Is this expected behavior, or could it indicate an inconsistency in how metadata is handled during post-basecalling demultiplexing?
- Dorado version: 1.0.1+6af0d9a8
- Operating system: Ubuntu 20.04.6 LTS
- Source data type: pod5
I used a read.txt file with a single read id and a pod.5 file (containing the read id) as well as the same kit (SQK-NBD114-24). Demultiplexing during simplex basecalling:
dorado basecaller sup /data/ont_raw_data/SOL0029/pod5/PAY20342_b2d09f09_74745714_19.pod5 -l read.txt --kit-name SQK-NBD114-24 > temp.bam
samtools view temp.bam
Post-basecalling demultiplexing (dorado demux):
dorado basecaller sup /data/ont_raw_data/SOL0028/pod5/PAY20342_b2d09f09_74745714_19.pod5 -l read.txt --no-trim > not_trimmed_read.bam
dorado demux --kit-name SQK-NBD114-24 not_trimmed_read.bam --output-dir demux_read
samtools view demux_read/b2d09f09-3944-4632-9227-dda5e7fb2a50_SQK-NBD114-24_barcode03.bam
Hi @danielcav,
du is the duration of the full untrimmed read, so this should not be updated when trimmed. Recalculating ts and ns both require access to the move table to understand how many samples correspond to the bases removed - if you basecall with --emit-moves then this data will be available in the BAM file during demux and these values will be updated.
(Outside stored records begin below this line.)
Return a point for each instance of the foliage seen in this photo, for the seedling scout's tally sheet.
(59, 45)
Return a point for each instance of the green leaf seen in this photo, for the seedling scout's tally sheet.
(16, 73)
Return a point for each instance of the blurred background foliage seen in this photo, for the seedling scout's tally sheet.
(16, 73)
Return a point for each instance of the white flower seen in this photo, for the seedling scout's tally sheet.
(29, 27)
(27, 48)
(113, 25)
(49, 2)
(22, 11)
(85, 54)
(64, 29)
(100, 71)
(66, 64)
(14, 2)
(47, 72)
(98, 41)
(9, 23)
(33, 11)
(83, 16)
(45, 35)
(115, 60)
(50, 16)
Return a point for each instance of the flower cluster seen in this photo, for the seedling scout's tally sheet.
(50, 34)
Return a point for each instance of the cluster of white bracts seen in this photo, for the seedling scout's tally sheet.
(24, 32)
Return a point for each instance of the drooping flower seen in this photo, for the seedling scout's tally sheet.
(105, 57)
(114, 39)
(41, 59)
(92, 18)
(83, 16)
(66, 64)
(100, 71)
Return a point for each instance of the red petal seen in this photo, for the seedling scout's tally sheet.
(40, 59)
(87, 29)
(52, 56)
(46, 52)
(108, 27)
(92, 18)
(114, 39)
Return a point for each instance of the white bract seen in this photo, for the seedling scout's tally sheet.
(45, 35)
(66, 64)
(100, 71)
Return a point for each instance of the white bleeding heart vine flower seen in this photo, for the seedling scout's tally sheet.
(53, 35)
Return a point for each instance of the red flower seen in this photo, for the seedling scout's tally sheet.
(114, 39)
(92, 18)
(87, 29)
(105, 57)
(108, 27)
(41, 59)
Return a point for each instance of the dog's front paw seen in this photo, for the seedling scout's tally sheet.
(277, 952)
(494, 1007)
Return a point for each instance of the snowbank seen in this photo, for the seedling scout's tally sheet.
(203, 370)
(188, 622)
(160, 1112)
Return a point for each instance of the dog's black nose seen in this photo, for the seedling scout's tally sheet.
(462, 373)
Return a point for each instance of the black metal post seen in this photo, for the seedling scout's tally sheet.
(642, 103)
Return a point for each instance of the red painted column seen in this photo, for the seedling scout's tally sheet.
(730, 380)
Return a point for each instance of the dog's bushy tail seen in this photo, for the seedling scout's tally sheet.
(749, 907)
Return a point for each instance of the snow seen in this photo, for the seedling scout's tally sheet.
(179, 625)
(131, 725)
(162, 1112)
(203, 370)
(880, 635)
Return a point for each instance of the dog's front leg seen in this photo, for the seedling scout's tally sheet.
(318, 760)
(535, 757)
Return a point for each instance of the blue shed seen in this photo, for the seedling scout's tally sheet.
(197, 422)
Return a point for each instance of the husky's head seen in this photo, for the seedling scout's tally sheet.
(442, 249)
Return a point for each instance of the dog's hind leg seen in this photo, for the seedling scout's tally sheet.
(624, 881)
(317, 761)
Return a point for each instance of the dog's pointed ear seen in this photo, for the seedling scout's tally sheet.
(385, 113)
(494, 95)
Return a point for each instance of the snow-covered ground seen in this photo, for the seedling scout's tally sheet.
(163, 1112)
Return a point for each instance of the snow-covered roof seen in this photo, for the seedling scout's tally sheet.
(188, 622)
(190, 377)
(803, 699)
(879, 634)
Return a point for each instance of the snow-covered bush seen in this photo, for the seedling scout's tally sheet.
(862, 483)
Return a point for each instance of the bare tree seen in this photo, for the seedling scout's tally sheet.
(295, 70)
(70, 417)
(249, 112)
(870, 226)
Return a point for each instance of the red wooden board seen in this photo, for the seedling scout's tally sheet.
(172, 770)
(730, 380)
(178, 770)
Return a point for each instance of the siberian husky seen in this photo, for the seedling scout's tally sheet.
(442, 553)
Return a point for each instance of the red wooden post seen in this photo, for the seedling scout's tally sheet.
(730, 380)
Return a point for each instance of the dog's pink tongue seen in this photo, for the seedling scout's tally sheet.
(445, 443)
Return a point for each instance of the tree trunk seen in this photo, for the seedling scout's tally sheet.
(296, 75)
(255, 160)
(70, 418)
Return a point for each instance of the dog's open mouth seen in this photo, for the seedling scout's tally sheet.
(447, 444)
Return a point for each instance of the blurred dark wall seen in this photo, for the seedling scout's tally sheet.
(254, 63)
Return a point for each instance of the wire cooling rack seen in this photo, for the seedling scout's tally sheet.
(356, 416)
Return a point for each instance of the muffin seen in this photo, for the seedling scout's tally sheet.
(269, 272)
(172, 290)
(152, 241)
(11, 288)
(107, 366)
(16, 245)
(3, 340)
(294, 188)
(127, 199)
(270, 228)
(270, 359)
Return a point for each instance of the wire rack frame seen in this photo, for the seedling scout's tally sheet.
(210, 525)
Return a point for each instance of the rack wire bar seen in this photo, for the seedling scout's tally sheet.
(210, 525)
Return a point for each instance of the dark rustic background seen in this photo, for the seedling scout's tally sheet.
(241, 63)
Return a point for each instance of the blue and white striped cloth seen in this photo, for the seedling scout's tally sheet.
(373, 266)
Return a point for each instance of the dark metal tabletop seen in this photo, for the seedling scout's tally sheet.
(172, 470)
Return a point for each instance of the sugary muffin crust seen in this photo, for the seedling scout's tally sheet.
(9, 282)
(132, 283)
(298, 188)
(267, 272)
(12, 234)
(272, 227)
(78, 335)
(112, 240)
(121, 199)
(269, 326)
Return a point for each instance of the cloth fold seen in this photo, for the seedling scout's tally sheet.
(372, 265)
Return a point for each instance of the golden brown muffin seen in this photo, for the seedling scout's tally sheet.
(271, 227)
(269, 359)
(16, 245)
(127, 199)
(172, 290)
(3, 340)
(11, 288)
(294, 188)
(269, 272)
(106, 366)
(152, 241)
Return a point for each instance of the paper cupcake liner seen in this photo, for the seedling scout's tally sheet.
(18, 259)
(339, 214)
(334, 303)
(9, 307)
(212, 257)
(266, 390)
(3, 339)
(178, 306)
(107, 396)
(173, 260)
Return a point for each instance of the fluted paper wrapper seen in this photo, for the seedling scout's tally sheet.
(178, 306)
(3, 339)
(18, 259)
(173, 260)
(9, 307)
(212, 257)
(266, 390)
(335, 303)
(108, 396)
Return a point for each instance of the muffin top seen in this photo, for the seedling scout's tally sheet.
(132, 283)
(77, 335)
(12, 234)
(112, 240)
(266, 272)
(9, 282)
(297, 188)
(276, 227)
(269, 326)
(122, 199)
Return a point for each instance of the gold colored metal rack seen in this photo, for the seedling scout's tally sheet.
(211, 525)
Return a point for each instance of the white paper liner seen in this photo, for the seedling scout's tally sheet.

You are correct that the qs tag does not appear to be updated. This looks like an oversight on our part. I'll raise this internally - thanks for pointing it out! We are currently in the process of standardising our output formats and metadata, so hopefully we'll catch any further inconsistencies as we go.
Thank you for your prompt response!
I just had a quick follow-up: if the du tag isn’t meant to be updated, could you help me understand why we’re seeing two different values in the screenshots, for the same original read?
Hi @danielcav,
Apologies, I think I've confused things.
du is in fact the duration of the read signal from the start, but it does account for signal that is trimmed from the end (whether that is the intention...? I'll need to check). So du should correspond to ns / sample_rate (which you can see nicely in your first example). Since the second example above wasn't trimmed during basecalling, it has a larger du as no signal has been removed from the end. Without the move table, trimming during demux is unable to reduce the duration as it can't determine the bases/signal correlation (possibly we should also be dropping this value as well if we can't recalculate it and it is meant to remove trimmed signal. Again, I'll raise this discussion with the team.)